Professor James Sebenius, from the Harvard University School for Business Administration, who is an expert in conducting negotiations, began with a story about a man who had to conduct negotiations with a Chinese associate. He knew that it was customary to present gifts, so he bought a gift on the way—a light blue watch. Afterwards, he found out that in Chinese culture a clock symbolizes death, and light blue is the color for mourning. “Next time he will get cultural advice before undertaking negotiations,” said Prof. Sebenius.
 
He presented a classic mistake in negotiations—focusing on the demands of the other party instead of exploring motives and seeking common interests. Another common mistake is focusing on the difficulties of the parties around a negotiation table and not on the topics beyond them. For example, in the time of the fall of the Berlin Wall and the reunification of Germany, Gorbachev did not oppose the move, but public opinion in his country did. President Bush focused on helping Gorbachev in dealing with his domestic affairs and did not exacerbate the tension even in the face of militant declarations that arose out of internal exigencies.
 
Another problem he presented was focusing on negotiation techniques instead of constructing topics that are possible to agree on. For example, regarding Iran, as long as Iran is aspiring to a nuclear weapon, no negotiation processes will succeed, according to Sebenius. One must create a reality, in which Iran will give up its aspiration for a nuclear weapon because the price is too high.
 
Economic Incentives and their Effects
 
Professor of political philosophy Michael Sandel from Harvard University spoke about economic incentives and their effect. “What do you think about privatized prisons, which would allow inmates to improve their prison conditions in exchange for payment?” asked Sandel. He noted that in Iraq and Afghanistan, there are more contracted workers in the military than there are American soldiers, and this is without any profound public dialogue having taken place regarding the issue.
 
Prof. Sandel also spoke about experiments carried out in New York and Dallas, where schoolchildren were paid money for good grades and for reading books. What were the results of the experiments? In New York the money did not improve the grades. In Dallas, however, the schoolchildren did read more books in exchange for two dollars. “They also chose to read shorter books,” he said, which made everyone laugh. “However, the important question is what will happen with these children when they grow up? Will they like reading books, or will they stop reading books when the money stops?”
 
He summarized by saying, “When we use economic logic in non-material areas, there can be corruption of the product or the service. Economics and ethics inevitably go together.

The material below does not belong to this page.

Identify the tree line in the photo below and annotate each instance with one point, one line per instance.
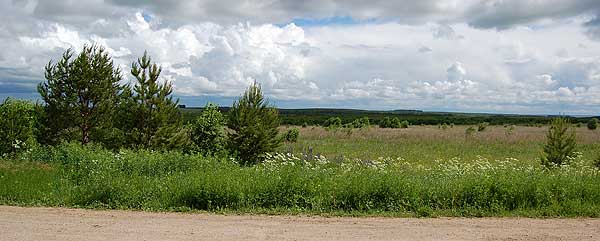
(85, 100)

The question is whether we want a society where everything is for sale, or do we have moral assets that money can’t buy.”
 
President Peres: “We must not Seek Perfection”
 
The next speaker was President of Israel Shimon Peres. “God has given me enough time to make mistakes, and I intend to take advantage of every minute,” said the President. “I am not a perfect person, but I analyze my mistakes, and, believe me, I have a lot of material.”
 
“We must not seek perfection,” continued the President, “because we won’t be achieving it any time soon. When we set goals that are too high, disappointment is unavoidable.”
 
A major problem, according to President Peres, is when we cannot achieve the ultimate goal, and so some people choose not to try at all. His advice for avoiding mistakes: “Close your eyes a little. It is impossible to make love or to make peace with your eyes open. Don’t think about the past. The past is dead, and you cannot fix it. From the past, we must preserve only the lessons we have learned.”